Moderately than suggestions on the pitch, “On the finish of the assembly, they talked about that they had been truly ,” Fitzgerald stated of the Varana companions. Broenniman requested the teenagers how a lot cash they had been in search of.

Varana did its diligence trying into the potential of the API market, which has created multibillion {dollars}’ value of successes (MuleSoft purchased by Salesforce, Apigee purchased by Google, to call simply two). And it regarded on the founders’ backgrounds: Fitzgerald graduated as valedictorian of a top-ranked highschool in Boulder, which has a extremely ranked public schooling system; Van Landschoot was such a gifted programmer that he had been tutoring school laptop science college students since he was 14.

The Varana companions scheduled a second assembly for the founders to demo their tech to verify the teenagers weren’t simply “good at speaking however not delivering and doing stuff,” as Van Landschoot described.

The teenagers had been nervous, they confessed, however the demo went properly and the VC provided a time period sheet: $250,000 of pre-seed cash with one other $250,000 in a SAFE, which is a word that converts to fairness if the startup raises later.

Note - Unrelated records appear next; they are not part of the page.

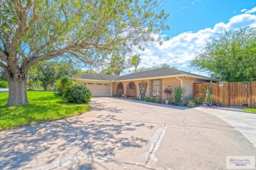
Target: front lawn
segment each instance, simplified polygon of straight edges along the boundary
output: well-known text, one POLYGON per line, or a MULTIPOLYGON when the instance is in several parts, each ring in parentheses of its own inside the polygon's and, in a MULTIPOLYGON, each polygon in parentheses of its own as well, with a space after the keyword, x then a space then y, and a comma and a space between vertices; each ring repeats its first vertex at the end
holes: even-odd
POLYGON ((0 93, 0 131, 64 119, 84 113, 91 108, 86 104, 68 103, 52 92, 27 93, 31 104, 14 106, 4 106, 8 93, 0 93))

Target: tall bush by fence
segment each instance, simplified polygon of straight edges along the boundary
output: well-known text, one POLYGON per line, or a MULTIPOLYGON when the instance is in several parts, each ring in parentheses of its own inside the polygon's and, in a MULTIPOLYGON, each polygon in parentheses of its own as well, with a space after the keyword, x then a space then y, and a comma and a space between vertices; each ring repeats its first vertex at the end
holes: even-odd
MULTIPOLYGON (((194 83, 193 96, 205 98, 199 91, 209 89, 210 83, 194 83)), ((212 83, 212 103, 222 106, 256 108, 256 82, 212 83)))

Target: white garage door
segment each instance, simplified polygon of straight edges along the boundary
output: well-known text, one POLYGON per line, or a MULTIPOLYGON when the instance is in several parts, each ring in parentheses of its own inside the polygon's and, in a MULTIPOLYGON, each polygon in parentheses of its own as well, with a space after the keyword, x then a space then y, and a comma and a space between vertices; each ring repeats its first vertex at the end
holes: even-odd
POLYGON ((91 90, 94 97, 111 96, 111 84, 92 83, 86 84, 86 87, 91 90))

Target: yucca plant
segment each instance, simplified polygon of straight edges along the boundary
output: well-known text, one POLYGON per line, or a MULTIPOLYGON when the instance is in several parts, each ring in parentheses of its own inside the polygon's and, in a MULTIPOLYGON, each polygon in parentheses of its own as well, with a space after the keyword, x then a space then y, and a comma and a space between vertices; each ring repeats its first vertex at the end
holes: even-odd
POLYGON ((196 105, 200 105, 202 102, 203 102, 202 100, 199 96, 194 97, 193 98, 192 100, 196 105))
POLYGON ((185 104, 182 100, 182 96, 186 93, 186 89, 184 87, 181 86, 174 87, 173 90, 174 105, 180 106, 185 104))
POLYGON ((206 88, 203 87, 202 88, 204 90, 200 90, 199 91, 200 92, 205 93, 206 96, 204 98, 204 104, 207 106, 211 106, 212 105, 212 98, 213 98, 213 95, 211 94, 211 88, 212 87, 212 81, 210 84, 210 87, 209 89, 206 89, 206 88))

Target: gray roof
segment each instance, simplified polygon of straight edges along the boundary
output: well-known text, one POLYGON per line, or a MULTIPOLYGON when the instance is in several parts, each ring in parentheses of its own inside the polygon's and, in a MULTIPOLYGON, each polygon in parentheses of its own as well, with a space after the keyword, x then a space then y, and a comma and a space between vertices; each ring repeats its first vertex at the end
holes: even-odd
POLYGON ((71 78, 81 78, 82 79, 95 80, 98 80, 112 81, 119 77, 120 76, 105 74, 85 74, 78 75, 71 77, 71 78))
POLYGON ((215 82, 218 81, 218 80, 210 77, 202 76, 195 74, 190 73, 183 71, 174 69, 168 68, 156 69, 140 72, 134 72, 122 76, 115 76, 114 75, 104 74, 86 74, 72 77, 73 78, 82 78, 107 81, 120 81, 126 80, 133 80, 140 78, 145 78, 155 77, 161 77, 168 76, 174 76, 180 74, 186 74, 189 76, 196 76, 198 78, 204 80, 212 80, 215 82))

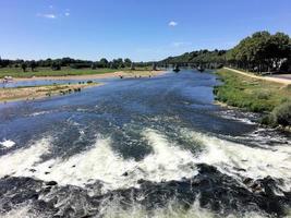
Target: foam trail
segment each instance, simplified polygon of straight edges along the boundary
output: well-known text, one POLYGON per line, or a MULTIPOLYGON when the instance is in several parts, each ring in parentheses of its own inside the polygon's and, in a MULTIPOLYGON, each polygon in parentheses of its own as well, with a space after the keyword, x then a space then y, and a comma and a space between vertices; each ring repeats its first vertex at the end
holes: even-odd
POLYGON ((141 161, 123 159, 116 154, 110 140, 97 140, 95 146, 69 159, 51 159, 34 167, 36 172, 25 171, 26 177, 59 184, 85 186, 101 181, 104 190, 138 186, 140 179, 160 182, 193 177, 193 155, 187 150, 170 146, 160 134, 147 130, 144 136, 153 146, 154 153, 141 161), (44 173, 48 171, 49 173, 44 173), (123 175, 126 172, 128 175, 123 175))
POLYGON ((12 209, 7 214, 0 214, 0 216, 1 218, 43 218, 41 215, 32 213, 29 205, 12 209))
POLYGON ((5 148, 10 148, 10 147, 13 147, 15 145, 15 143, 11 140, 5 140, 5 141, 1 142, 0 145, 5 147, 5 148))
POLYGON ((289 145, 269 148, 250 147, 196 132, 184 131, 183 134, 191 134, 205 146, 197 162, 216 166, 220 171, 232 175, 239 173, 253 179, 270 175, 283 179, 287 183, 291 182, 291 146, 289 145))
POLYGON ((148 211, 143 206, 133 204, 131 208, 124 209, 118 201, 112 201, 108 205, 102 205, 101 214, 105 218, 264 218, 264 214, 250 211, 244 214, 218 215, 199 206, 198 199, 190 206, 187 210, 174 201, 170 201, 166 207, 156 208, 148 211))
POLYGON ((41 160, 41 155, 49 152, 49 142, 48 138, 43 138, 27 148, 21 148, 0 157, 0 178, 23 175, 25 171, 41 160))

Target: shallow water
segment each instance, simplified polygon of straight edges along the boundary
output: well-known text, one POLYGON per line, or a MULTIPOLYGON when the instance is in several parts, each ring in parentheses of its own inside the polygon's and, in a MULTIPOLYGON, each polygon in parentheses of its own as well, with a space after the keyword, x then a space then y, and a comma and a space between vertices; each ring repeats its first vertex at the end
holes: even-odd
POLYGON ((214 74, 107 82, 0 105, 2 217, 289 215, 291 136, 214 105, 214 74))

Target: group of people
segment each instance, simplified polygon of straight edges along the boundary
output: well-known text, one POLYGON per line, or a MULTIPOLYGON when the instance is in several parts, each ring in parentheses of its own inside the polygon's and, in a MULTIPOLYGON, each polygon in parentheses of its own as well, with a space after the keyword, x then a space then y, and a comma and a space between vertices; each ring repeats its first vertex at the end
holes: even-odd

The VC additionally supplied workplace area.

Whereas they had been pitching to the VCs, Fitzgerald realized about Boulder’s energetic AI Meetup that has 1,400 members, organized by a dad of considered one of Fitzgerald’s tennis group teammates. Boulder has a famously shut and comfy startup group and, together with close by Denver, hosts workplace outposts for Amazon, IBM, Google, Microsoft and plenty of others.

The teenagers joined the group and demoed their product, and the native AI lovers rallied behind them and their thought.

APIGen is clearly very early. And it isn’t the one one engaged on automating APIs. Large tech corporations like Salesforce’s MuleSoft and established startups like RapidAPI are already engaged on this market, as are a lot of the cloud giants.

APIGen additionally doesn’t but have its minimal viable product constructed, although it’s getting nearer with a beta model that might be launched this month. “We’ve already had some curiosity from companies, however clearly we’re nonetheless pre-MVP at this stage, and simply cranking, making an attempt to get it out as quickly as doable,” Fitzgerald stated.

Nonetheless, Broenniman, who takes board seats with investments, is in for the trip. He factors to how the younger founders have already constructed a group of keen supporters. 

“APIGen stands out as the automobile into which we’re investing, however we’re creating partnership with Christopher and Nicholas,” he stated. “It is a $7 billion-plus market. They’re getting into with some parts of competitors there however are carving out their very own area. The chance for return from our standpoint is insane.”